Boletín de Triángulos No. 142 (Diciembre 2002)

Una nueva ciencia espiritual

El diálogo que se está llevando a cabo entre las comunidades religiosas y científicas es señal de la transformación que tiene lugar en el pensamiento moderno. Los más importantes pensadores científicos y de diversas tradiciones religiosas están publicando artículos y libros que versan sobre este tema. Hay conferencias a menudo, un amplio abanico de 'páginas web', y muchos cursos de divulgación sobre las ciencias y teologías en universidades por todo el mundo.

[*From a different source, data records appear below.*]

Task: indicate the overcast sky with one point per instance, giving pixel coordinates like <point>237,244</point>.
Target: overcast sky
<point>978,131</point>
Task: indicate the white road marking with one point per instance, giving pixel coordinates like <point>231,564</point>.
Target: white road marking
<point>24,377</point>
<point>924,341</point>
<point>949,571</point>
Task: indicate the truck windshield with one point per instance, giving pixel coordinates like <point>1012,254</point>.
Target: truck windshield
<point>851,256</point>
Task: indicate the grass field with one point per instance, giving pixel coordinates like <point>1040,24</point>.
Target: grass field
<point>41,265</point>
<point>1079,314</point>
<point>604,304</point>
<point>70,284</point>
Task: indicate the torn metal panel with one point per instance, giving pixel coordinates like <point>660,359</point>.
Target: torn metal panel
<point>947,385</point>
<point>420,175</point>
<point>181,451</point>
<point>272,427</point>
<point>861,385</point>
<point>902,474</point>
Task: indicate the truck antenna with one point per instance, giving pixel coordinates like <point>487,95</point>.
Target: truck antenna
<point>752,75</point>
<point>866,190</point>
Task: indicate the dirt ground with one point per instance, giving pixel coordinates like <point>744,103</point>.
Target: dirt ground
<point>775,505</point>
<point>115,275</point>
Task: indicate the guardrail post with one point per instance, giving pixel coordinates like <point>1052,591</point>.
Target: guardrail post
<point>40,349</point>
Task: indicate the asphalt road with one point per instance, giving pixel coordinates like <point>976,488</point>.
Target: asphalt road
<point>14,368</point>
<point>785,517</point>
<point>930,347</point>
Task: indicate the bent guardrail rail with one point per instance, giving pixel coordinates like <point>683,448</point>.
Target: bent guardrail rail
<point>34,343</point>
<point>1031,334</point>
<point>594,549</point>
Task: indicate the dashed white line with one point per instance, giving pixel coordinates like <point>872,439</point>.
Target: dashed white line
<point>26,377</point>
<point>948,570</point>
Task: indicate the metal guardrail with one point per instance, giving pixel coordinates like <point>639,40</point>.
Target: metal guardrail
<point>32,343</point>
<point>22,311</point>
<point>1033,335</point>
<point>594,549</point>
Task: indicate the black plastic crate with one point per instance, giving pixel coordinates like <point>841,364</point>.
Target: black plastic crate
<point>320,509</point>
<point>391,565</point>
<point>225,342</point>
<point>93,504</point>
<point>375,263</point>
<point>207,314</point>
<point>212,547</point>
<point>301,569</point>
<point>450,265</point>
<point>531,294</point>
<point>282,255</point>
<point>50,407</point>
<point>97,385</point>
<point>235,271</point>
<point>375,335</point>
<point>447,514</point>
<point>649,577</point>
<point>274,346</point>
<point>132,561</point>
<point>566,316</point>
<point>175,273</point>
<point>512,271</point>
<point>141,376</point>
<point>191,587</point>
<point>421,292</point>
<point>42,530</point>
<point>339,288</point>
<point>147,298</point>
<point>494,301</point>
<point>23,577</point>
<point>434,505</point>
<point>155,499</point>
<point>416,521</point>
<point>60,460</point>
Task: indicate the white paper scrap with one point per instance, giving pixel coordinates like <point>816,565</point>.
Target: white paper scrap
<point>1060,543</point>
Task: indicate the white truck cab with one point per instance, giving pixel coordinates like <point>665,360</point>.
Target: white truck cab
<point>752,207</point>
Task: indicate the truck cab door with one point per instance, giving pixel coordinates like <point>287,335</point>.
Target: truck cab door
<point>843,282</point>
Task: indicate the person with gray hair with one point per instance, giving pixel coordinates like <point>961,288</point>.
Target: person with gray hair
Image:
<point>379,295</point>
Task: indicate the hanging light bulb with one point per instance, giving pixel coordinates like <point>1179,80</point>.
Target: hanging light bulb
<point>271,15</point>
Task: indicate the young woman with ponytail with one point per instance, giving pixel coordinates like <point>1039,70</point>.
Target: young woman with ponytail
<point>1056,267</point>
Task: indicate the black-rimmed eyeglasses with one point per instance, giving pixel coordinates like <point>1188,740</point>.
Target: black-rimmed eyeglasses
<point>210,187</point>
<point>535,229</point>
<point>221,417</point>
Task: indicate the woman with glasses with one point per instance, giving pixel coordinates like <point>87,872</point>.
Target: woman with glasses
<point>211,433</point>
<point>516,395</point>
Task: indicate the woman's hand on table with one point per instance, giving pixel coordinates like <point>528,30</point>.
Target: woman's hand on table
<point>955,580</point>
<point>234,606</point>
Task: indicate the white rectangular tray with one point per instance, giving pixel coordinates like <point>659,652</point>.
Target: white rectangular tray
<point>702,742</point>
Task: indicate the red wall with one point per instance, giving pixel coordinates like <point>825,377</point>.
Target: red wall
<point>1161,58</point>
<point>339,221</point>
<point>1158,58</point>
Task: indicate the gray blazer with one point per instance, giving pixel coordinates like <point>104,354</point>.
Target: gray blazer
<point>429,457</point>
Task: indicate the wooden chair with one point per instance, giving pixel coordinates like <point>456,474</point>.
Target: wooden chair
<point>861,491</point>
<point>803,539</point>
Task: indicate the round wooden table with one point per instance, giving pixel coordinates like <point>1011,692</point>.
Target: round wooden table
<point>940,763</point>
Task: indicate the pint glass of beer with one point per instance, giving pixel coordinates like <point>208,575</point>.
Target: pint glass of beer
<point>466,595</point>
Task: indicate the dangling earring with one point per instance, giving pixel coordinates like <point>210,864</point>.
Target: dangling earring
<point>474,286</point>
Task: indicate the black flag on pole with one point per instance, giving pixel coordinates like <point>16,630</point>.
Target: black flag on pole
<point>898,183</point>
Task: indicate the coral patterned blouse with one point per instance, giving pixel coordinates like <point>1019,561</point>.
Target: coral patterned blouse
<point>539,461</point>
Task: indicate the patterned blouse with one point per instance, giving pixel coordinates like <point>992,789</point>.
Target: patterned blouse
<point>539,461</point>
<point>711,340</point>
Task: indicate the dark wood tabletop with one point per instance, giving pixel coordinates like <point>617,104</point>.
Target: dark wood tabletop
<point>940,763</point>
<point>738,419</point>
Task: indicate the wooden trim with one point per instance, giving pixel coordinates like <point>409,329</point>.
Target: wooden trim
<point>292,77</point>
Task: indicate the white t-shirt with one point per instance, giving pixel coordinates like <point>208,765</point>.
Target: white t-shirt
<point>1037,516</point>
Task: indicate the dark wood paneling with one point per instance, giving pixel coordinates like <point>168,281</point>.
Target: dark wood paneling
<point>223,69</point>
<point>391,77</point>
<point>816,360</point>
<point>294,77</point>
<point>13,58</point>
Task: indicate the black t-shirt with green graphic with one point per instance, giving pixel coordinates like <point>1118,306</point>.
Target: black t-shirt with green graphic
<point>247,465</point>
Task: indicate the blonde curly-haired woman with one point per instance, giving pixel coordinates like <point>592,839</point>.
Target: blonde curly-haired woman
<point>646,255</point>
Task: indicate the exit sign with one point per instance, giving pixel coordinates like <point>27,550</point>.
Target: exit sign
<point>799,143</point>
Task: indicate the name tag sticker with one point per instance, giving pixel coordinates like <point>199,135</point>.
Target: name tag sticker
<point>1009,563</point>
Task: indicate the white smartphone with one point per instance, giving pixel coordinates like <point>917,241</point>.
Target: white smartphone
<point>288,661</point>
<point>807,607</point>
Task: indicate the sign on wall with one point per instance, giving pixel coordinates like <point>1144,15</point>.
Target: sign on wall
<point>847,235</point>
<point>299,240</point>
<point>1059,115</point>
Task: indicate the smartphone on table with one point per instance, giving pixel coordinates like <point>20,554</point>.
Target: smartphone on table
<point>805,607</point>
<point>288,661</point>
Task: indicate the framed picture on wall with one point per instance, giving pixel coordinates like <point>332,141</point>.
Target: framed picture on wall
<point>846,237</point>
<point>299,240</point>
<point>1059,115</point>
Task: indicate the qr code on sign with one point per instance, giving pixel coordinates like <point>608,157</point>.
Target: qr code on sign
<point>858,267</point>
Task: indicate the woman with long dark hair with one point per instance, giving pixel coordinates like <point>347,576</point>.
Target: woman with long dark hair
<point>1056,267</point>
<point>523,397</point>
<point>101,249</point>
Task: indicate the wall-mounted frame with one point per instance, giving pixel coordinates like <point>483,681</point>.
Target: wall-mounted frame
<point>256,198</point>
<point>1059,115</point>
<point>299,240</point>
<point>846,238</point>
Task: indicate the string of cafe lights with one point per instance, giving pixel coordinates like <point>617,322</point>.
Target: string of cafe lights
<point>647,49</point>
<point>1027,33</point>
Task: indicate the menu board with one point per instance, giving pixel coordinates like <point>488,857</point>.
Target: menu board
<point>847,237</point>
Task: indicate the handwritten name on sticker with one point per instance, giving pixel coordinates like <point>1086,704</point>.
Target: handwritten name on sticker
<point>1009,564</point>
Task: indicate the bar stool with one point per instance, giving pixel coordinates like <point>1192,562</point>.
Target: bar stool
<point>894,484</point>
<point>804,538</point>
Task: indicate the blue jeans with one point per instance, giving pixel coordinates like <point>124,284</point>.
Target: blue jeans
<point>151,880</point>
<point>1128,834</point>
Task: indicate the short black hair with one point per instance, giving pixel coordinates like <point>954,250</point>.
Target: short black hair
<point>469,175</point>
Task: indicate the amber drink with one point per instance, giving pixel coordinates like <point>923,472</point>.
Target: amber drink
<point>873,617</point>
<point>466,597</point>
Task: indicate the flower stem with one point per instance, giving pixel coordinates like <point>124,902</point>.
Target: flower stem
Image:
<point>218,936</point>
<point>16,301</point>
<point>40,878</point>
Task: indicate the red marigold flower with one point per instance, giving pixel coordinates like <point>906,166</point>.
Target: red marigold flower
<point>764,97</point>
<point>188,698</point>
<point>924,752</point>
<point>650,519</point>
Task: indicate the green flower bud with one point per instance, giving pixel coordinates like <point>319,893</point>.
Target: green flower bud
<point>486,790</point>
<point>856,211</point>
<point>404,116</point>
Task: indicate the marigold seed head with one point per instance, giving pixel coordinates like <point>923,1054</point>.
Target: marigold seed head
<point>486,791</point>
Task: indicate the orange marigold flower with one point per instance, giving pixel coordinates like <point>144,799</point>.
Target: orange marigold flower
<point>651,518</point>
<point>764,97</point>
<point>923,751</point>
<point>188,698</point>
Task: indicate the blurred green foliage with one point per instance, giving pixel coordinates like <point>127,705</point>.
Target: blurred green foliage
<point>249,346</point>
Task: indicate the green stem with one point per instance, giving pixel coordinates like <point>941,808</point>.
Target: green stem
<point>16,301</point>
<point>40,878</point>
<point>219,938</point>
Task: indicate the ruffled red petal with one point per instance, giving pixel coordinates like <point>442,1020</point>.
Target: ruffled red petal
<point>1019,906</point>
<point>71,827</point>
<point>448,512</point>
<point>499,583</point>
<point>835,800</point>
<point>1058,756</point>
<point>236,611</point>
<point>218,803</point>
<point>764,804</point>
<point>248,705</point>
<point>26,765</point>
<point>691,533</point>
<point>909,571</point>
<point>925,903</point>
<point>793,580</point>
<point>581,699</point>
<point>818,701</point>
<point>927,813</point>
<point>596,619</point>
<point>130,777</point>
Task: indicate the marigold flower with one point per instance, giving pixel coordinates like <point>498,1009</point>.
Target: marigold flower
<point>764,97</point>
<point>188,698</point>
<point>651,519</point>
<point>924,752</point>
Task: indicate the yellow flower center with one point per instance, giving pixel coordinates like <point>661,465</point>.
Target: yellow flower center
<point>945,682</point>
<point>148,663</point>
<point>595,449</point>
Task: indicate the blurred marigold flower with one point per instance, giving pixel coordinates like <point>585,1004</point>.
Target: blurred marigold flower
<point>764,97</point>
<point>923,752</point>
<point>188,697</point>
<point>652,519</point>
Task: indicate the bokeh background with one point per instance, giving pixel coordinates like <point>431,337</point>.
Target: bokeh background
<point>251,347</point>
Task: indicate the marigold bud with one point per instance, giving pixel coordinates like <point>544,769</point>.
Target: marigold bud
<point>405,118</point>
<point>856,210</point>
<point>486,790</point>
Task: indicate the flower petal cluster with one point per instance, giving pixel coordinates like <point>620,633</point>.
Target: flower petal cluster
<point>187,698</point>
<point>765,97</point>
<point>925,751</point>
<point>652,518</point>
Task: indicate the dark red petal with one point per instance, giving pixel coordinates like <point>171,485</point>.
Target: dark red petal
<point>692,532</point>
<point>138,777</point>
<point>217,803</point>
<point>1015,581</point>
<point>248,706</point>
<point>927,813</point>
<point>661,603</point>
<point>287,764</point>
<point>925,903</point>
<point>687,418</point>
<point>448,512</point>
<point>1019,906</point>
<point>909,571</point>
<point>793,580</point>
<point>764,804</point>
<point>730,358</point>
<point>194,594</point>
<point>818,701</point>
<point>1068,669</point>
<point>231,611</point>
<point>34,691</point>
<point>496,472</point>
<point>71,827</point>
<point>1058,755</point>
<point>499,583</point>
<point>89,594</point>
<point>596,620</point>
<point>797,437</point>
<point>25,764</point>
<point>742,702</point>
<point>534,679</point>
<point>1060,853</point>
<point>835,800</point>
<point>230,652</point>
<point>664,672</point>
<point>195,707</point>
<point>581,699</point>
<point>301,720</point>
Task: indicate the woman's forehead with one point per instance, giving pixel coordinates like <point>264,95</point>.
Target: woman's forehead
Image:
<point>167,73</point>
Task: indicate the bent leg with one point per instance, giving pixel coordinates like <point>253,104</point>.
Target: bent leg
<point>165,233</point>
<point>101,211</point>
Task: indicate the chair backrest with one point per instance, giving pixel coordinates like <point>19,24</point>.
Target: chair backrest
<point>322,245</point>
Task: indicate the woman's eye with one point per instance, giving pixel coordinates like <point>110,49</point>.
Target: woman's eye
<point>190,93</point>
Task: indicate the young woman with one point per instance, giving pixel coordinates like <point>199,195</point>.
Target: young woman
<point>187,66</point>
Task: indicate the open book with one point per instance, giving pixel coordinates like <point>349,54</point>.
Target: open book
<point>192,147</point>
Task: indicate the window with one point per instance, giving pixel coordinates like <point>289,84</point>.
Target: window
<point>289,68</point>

Este espíritu de diálogo refleja una apertura hacia una manera refrescante de pensar y un nuevo espíritu de inclusividad dentro de las religiones y las ciencias. En términos religiosos, es una señal de una muy saludable atmósfera de búsqueda e investigación. Existe una sensación de querer reafrontar la naturaleza de Dios y lo sagrado en un mundo 'científico', moderno, multicultural, y de multiples fés. Para creyentes de pensamiento abierto, la religión está emergiendo como una ciencia espiritual -con voluntad para explorar disciplinas y prácticas provenientes de tradiciones diferentes, en busca de aquellas que tienen una efectividad reconocida en realzar y nutrir relaciones fuertes y saludables entre lo humano y lo divino.

'Ciencia espiritual' significa, seguramente, un acercamiento claro, intuitivo e inteligente a la invocación de lo divino. ¿Qué es lo que, aparentemente, funciona? ¿Qué es lo que, en todas las tradiciones religiosas, místicas y esotéricas, parece funcionar en la invocación de las energías espirituales más altas y la coordinación de estas energías en la psique de individuos y comunidades, de tal manera que los valores universales crecen y maduran?

Esto lleva a la religión al laboratorio. No al laboratorio del científico materialista, hay que aclararlo -sino al lugar donde la conciencia se examina con disciplina y desapego científicas. La palabra laboratorio deriva del latín y se refiere a un lugar de trabajo y oración.

En nuestro trabajo de Triángulos nos podemos ver, a todos en nuestra red, como participantes activos en este laboratorio religioso y científico. Cuando tomamos nuestro asiento diariamente para enlazar en tríadas mágicas con nuestros colegas, la idea de tomar parte en un experimento científico podría brindar una nueva calidad a nuestra labor. Podría sernos de ayuda imaginar las sutiles líneas de relación que tejen nuestras tríadas y crea el tejido planetario de luz y buena voluntad que hemos creado a través de los años. Después de un tiempo, la ciencia desarrollará formas de medir la frecuencia, el sonido y las cualidades irradiantes y magnéticas de este tejido lustroso que flota sobre los mundos de la mente y el corazón. Imagine los instrumentos que podrían medir la utilidad de la red como medio para la invocación de energías sutiles.